View Full Version : Weighted means, unequal n and unequal variance in ANOVA


Q1220987
11-24-2009, 10:58 PM
Hello all,
I am presently trying to write up the results for my clinical study.
I have n=203 non-clinical group and n=5 (was 6 but outlier removed) clinical group. I am comparing them on 2 DV's.
Obviously I had problems all over the place due to very unequal n, then unequal variance. The larger SD is in the small group too!!
So.... I weighting cases to correct for scale and proportion.

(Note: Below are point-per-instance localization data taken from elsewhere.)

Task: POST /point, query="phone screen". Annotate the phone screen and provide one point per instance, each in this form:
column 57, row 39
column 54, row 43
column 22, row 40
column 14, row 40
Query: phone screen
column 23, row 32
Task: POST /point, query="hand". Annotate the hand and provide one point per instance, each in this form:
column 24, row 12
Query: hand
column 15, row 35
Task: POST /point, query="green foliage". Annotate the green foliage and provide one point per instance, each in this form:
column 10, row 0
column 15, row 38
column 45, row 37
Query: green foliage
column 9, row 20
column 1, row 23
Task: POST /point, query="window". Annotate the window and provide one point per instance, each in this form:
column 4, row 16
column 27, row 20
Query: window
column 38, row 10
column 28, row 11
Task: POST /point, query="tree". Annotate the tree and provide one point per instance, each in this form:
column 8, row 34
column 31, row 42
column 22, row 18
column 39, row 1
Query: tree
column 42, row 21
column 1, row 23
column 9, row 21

The choice to weight cases rather than deleted cases was made as unequal n has resulted from the nature of the respective populations from which the samples came.
I made the weighting calcs by:
1. to get the total population of people aged between 13 and 17 in Australia (1,743,547) and get a sample ratio for the non- clinical sample (203) = 0.0001164
2. take the total population again and use a figure of 19% (13-17 reporting MH probs in study quoted in study 1) and get sample ration for clinical sample (12) = 0.0000362
3. I then used these figure to calculate integrated weights as per instruction from http://www.spsstools.net/Tutorials/WEIGHTING.pdf making final weight for non-clinical = 0.88995365 and clinical = 2.861617415

I did this to address the unequal n problem.

However, I still have unequal variance. As I am using SPSS and conducting a One way ANOVA (x2) with 1 DV and 1IV with 2 groups, no "equal variance not assumed" statistic is offered, nor can I conduct any post hoc tests as my IV only has 2 levels !!!!!!!!! I know that I could run it in MANOVA with 2 DV's at once, but there are even more assumptions for MANOVA!

I am wondering if anyone out there can make a comment on my weighting rationale and on what to do about reporting F with unequal variance.

I have attached a word document showing the SPSS output and an excel document with the data.